A hilarious tragicomedy from New Girl and SNL writer David Iserson!
Being Astrid Krieger is absolutely all it's cracked up to be.
She lives in a rocket ship in the backyard of her parents' estate.
She was kicked out of the elite Bristol Academy and she's intent on her own special kind of revenge to whomever betrayed her.
She only loves her grandfather, an incredibly rich politician who makes his money building nuclear warheads.
It's all good until...
"We think you should go to the public school," Dad said.
This was just a horrible, mean thing to say. Just hearing the words "public school" out loud made my mouth taste like urine (which, not coincidentally, is exactly how the public school smells).
Will Astrid finally meet her match in the form of public school? Will she find out who betrayed her and got her expelled from Bristol? Is Noah, the sweet and awkward boy she just met, hiding something?
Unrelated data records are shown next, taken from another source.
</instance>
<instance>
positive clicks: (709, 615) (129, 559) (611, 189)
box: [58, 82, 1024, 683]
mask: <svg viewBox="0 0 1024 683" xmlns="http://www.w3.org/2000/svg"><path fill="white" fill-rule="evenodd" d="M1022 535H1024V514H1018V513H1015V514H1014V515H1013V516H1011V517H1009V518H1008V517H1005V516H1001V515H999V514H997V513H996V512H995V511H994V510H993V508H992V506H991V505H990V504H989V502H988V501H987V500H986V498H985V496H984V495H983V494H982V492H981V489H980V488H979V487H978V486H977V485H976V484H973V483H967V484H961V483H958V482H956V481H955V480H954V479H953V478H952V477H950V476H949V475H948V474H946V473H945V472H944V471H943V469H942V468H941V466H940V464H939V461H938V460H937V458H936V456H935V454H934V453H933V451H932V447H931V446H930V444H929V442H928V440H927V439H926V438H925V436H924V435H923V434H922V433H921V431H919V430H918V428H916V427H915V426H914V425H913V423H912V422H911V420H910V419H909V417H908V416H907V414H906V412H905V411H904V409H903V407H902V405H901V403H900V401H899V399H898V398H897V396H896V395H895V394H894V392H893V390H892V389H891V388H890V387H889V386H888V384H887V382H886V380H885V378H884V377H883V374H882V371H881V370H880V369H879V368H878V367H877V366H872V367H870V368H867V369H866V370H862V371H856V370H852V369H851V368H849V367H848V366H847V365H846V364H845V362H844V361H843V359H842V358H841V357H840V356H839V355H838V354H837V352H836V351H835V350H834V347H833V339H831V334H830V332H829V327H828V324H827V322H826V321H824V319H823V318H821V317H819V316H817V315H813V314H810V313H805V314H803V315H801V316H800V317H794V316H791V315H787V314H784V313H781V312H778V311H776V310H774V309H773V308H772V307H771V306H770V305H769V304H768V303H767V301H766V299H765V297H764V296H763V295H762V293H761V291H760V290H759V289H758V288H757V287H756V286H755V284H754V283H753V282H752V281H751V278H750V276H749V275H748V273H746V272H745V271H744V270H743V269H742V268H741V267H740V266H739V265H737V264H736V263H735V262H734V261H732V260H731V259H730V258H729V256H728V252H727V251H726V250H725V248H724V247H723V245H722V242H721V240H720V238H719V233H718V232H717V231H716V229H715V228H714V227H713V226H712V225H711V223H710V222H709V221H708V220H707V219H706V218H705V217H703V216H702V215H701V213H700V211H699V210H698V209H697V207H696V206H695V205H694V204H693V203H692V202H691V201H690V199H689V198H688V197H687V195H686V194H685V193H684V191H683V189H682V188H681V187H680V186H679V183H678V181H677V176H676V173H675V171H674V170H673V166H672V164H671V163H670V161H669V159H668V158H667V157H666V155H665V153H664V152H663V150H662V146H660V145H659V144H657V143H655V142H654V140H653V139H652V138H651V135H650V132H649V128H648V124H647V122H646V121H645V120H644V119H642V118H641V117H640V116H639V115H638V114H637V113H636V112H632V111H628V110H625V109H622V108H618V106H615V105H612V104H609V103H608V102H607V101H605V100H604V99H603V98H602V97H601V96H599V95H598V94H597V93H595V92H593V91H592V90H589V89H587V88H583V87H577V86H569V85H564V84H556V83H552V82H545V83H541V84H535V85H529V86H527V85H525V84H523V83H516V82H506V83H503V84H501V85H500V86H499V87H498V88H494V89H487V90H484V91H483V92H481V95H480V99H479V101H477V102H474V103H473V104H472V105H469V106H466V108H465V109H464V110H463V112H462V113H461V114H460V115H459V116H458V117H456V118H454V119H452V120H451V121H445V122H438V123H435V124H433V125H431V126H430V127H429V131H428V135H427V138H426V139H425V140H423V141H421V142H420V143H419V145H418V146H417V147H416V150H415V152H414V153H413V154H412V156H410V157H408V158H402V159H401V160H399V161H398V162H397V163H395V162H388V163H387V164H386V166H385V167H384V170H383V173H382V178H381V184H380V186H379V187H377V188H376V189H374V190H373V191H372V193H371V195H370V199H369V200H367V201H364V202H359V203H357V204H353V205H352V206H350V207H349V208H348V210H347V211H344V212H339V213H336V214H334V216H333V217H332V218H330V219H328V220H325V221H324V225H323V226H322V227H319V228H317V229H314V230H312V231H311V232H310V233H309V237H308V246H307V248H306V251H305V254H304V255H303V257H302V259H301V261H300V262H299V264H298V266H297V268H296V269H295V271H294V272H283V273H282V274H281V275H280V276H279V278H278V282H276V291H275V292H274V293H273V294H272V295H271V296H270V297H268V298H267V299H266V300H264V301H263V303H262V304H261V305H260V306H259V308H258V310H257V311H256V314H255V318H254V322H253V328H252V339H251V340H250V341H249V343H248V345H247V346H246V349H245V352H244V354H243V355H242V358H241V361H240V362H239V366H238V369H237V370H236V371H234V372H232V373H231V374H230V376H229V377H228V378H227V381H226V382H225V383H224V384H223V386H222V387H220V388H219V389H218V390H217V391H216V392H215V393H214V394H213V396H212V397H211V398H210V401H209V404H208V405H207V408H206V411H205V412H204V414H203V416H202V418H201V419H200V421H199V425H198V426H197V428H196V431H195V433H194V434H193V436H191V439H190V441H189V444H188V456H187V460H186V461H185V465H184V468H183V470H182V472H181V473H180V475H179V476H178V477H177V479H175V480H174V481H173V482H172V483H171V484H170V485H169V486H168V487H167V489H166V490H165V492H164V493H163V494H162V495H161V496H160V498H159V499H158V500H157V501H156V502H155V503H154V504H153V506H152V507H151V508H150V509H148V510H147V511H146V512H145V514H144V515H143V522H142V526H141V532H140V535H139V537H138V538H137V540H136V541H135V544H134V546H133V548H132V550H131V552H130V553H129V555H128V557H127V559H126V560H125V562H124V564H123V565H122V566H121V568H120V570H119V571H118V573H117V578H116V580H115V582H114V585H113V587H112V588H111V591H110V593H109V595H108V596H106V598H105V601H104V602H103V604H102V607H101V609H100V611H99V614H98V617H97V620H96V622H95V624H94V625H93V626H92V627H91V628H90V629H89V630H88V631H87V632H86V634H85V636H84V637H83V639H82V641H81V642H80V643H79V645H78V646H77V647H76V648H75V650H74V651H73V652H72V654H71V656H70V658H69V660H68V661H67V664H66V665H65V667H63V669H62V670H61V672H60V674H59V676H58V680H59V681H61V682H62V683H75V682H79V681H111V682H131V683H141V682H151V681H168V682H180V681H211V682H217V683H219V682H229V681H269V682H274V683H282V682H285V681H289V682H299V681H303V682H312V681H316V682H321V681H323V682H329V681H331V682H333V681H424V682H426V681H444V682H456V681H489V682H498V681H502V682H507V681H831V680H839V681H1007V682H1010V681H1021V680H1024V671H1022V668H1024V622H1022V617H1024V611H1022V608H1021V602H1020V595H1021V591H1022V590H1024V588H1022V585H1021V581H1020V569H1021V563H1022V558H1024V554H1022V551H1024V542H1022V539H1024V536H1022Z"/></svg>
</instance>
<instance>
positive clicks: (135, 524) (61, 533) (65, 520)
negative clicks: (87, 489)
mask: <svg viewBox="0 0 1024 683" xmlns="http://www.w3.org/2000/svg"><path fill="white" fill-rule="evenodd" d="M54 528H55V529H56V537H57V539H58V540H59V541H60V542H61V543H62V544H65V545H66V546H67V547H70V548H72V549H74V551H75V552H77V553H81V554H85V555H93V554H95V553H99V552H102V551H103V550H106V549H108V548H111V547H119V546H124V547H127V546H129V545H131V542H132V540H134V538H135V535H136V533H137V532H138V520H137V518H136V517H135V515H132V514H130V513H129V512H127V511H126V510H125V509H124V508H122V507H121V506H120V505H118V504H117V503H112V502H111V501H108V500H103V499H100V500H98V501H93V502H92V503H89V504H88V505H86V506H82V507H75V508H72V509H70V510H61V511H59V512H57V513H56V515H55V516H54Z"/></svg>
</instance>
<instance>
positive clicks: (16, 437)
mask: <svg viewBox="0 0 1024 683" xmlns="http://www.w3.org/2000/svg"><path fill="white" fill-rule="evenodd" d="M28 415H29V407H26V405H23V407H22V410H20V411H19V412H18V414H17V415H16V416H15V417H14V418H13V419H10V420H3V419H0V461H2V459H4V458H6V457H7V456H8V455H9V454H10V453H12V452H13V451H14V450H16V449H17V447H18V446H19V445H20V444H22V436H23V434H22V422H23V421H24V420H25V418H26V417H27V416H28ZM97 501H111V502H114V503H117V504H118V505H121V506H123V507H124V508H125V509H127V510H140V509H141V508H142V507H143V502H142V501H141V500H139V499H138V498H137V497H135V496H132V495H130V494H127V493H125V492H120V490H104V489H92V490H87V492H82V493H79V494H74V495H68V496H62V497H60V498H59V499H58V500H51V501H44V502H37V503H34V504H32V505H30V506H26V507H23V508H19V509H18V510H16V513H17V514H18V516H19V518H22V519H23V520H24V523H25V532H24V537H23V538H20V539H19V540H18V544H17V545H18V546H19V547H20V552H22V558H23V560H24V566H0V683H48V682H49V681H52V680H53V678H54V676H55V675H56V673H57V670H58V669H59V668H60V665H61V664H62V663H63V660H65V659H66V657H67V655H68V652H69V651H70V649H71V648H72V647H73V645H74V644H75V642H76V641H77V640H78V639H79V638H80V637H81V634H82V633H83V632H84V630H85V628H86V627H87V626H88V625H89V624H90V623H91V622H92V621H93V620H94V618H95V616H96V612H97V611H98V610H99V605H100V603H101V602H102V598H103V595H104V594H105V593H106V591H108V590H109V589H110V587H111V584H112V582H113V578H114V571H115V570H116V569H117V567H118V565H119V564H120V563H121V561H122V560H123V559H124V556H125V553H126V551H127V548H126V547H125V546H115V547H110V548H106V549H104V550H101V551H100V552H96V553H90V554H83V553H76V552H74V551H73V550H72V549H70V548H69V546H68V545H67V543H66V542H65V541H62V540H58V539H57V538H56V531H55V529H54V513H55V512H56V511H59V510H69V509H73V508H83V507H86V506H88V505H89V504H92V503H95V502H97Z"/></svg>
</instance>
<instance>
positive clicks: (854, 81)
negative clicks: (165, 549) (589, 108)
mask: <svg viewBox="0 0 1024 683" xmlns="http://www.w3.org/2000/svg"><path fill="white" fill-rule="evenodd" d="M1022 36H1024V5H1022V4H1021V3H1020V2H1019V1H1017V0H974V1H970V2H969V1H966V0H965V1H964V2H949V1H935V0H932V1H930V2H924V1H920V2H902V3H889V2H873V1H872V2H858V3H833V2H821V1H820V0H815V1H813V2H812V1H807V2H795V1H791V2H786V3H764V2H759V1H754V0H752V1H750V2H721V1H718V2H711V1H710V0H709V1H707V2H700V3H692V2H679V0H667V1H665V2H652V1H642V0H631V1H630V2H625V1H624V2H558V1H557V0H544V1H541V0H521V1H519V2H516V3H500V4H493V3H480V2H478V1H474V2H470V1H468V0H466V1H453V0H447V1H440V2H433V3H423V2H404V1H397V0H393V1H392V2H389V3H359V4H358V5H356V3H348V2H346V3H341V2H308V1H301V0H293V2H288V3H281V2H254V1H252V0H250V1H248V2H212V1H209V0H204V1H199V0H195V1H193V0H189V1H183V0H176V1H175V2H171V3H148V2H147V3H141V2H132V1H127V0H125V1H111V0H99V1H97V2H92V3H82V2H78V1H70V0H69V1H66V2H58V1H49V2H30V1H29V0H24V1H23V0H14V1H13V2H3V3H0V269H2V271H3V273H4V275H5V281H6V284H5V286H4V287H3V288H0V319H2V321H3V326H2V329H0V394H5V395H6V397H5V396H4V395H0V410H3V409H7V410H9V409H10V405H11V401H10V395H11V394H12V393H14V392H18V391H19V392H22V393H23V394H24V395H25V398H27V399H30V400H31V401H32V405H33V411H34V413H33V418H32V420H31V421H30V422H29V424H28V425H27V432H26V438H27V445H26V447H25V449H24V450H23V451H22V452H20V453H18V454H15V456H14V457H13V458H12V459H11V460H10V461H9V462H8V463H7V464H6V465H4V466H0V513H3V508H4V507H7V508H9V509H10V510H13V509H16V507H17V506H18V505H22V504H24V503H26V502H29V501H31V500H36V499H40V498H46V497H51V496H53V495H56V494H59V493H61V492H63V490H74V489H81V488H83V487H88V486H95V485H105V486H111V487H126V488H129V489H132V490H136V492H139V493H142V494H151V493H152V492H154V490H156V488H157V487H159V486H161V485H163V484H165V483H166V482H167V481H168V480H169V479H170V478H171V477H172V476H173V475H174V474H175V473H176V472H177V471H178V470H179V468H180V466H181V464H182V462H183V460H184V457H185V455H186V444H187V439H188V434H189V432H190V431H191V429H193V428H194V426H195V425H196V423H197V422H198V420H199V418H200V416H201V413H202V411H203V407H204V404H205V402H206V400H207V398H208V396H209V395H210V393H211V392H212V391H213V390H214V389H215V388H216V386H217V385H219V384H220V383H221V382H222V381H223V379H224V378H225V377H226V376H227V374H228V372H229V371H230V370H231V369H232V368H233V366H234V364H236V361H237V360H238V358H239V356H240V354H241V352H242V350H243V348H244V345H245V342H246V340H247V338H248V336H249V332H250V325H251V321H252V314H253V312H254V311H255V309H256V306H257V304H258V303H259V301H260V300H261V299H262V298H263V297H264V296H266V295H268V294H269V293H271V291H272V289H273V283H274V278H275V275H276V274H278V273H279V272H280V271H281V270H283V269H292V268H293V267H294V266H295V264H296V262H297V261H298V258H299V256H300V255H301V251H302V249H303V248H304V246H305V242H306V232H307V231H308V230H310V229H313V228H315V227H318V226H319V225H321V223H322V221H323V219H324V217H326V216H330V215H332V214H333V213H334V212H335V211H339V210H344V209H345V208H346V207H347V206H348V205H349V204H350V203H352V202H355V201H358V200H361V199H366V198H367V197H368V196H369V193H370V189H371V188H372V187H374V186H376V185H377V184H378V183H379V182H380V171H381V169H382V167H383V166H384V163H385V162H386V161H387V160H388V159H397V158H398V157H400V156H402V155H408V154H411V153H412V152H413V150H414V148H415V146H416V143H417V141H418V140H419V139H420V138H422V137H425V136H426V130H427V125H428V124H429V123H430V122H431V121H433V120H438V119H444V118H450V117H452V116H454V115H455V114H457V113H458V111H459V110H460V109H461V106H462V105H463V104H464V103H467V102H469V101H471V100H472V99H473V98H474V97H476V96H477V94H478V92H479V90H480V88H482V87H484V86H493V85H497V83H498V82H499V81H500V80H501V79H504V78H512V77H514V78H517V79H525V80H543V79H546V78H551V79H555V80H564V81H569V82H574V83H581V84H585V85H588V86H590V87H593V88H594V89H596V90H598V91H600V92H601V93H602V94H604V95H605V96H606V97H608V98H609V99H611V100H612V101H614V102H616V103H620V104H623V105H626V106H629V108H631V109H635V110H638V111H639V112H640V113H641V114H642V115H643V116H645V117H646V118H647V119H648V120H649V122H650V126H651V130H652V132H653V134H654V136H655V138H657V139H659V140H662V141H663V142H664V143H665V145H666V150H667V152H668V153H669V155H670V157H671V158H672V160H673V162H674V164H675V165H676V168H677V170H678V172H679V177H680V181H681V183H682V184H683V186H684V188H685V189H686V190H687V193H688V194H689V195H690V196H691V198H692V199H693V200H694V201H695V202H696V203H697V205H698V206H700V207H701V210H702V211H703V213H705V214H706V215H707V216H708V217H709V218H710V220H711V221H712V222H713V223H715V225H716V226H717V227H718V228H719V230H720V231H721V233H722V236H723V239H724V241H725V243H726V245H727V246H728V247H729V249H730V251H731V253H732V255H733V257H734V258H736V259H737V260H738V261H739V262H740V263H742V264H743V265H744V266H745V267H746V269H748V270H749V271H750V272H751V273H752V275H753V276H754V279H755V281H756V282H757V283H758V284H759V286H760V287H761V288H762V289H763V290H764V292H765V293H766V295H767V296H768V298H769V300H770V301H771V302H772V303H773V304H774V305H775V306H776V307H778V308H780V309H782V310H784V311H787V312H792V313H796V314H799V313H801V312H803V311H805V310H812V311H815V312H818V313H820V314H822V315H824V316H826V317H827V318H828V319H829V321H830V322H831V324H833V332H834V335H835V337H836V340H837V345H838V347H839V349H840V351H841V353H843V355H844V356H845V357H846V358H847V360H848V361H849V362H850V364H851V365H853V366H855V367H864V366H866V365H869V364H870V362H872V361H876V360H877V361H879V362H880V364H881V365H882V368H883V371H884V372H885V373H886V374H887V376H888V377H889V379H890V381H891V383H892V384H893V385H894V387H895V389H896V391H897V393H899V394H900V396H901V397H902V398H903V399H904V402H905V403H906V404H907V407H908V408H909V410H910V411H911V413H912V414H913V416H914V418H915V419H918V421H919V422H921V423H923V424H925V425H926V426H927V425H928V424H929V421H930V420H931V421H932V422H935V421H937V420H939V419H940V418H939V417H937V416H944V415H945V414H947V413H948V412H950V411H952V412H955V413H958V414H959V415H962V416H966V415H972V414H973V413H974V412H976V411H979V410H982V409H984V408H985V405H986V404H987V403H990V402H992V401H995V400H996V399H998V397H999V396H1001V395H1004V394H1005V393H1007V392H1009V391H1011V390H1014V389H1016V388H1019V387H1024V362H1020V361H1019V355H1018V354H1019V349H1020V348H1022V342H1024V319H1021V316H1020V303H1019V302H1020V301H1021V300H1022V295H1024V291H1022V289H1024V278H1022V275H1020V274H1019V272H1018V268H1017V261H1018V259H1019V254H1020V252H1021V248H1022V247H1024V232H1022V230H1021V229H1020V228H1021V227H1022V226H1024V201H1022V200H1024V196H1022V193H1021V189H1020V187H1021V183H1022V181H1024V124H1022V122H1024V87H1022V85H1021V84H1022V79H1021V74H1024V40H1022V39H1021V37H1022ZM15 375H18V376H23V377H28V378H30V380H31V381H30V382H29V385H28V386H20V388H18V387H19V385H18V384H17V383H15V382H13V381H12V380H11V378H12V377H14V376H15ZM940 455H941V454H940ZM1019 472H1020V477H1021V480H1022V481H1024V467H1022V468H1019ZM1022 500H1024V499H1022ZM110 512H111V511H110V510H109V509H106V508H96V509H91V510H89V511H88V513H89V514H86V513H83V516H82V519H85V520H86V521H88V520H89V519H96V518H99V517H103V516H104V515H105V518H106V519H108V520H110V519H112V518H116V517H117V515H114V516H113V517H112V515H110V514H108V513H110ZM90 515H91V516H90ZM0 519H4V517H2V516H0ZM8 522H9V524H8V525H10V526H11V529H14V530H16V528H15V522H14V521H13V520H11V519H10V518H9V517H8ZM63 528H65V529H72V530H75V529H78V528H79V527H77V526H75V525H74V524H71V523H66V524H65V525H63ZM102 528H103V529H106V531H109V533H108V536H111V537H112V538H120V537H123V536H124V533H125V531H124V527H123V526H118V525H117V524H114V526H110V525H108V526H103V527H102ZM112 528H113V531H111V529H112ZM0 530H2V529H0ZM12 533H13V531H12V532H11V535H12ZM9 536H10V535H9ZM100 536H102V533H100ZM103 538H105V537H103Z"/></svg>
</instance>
Film and TV writer Iserson debuts with the story of privileged, caustic 17-year-old Astrid Krieger, whose recent expulsion from preppy Bristol Academy has forced her to enroll in public school. Astrid will do anything to be readmitted to Bristol, and she hatches a deal with the school's therapist: if she successfully completes a series of selfless acts, the school might reconsider her suspension. For this chauffeur-driven master manipulator who's learned everything she knows from her ethically dubious ex-senator grandfather altruism is a foreign concept. As Astrid strikes up a friendship with a hair-chewing misfit and a modest boy who is intrigued by her, she begins to understand the source of her own isolation. Astrid's narrative vacillates between moments of wicked hilarity and details that shoot into bombastic territory (Astrid casually mentions that JFK once shot her grandfather during a game of Russian roulette and that she has robbed several convenience stores). Iserson doesn't ask readers to feel sorry for his spoiled and outlandish heroine, but urges them to trust that beneath her explosive tendencies is a kernel of compassion. Ages 12 up.
From the get go I was hooked with David's writing. The book made me laugh, and Astrid is a character that will inspire you in so many different ways. I highly recommend giving it a read. Pick it up, grab a drink and dive in.